Background
When running AI inference services such as vLLM on Kubernetes, cold start time does not only come from model loading. Container images also matter. Inference images usually include PyTorch, CUDA, Python dependencies, and system libraries, so they can easily grow to several GB or even more than 10 GB. With the traditional containerd/overlayfs path, a node must fully download and unpack the image before the Pod can start. This slows down elastic scaling, GPU node cold starts, and the first-request experience.
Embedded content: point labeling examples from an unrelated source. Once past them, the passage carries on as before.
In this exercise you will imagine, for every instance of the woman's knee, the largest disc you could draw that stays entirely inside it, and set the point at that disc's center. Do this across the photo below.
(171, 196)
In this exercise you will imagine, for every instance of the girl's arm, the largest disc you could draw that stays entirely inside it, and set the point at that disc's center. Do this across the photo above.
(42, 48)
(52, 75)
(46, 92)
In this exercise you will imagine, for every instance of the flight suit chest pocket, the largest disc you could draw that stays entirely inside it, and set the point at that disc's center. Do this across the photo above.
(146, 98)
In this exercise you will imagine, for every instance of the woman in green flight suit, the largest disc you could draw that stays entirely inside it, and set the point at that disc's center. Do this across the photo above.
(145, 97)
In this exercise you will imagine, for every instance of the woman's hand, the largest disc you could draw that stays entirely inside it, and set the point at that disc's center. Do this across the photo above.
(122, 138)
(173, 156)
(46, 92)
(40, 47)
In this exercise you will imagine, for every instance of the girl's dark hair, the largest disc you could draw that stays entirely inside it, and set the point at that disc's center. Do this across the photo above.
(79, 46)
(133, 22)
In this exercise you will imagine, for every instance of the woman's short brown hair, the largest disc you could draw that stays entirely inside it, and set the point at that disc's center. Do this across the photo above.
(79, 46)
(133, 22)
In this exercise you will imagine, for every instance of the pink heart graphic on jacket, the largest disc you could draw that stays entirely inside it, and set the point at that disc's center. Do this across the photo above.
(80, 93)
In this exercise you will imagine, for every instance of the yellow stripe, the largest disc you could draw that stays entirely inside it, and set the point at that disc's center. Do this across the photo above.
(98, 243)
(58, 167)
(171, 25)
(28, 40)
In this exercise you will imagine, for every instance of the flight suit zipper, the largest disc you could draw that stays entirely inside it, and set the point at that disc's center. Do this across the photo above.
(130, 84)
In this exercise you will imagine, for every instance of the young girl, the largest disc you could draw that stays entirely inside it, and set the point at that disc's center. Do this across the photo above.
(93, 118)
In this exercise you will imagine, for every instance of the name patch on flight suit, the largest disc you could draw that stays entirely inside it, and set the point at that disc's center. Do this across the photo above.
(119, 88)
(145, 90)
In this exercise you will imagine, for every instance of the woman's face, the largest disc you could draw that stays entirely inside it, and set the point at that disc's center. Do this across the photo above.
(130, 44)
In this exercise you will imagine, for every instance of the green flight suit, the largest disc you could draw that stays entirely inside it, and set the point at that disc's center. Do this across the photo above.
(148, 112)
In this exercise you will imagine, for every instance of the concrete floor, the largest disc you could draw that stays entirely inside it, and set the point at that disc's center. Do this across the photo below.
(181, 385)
Lazy loading splits this process apart: the image filesystem is mounted through an index first, the container starts earlier, and only the files that are actually accessed are read from the registry on demand. SOCI, eStargz, and Nydus have all proven the value of this direction, but production adoption often adds new complexity: building indexes, converting images, maintaining additional tags, changing CI/CD, or changing application image references.
Hermes - https://github.com/cloudpilot-ai/hermes aims to make this path extremely simple. Application teams continue publishing and using their original OCI images. They do not need to change Dockerfiles, rebuild images, update CI, or change image references. The platform team only defines a HermesPolicy; Hermes then automatically builds, caches, and serves SOCI indexes inside the cluster. The Hermes daemon on each node retrieves those indexes and continues lazy loading image data from the original registry.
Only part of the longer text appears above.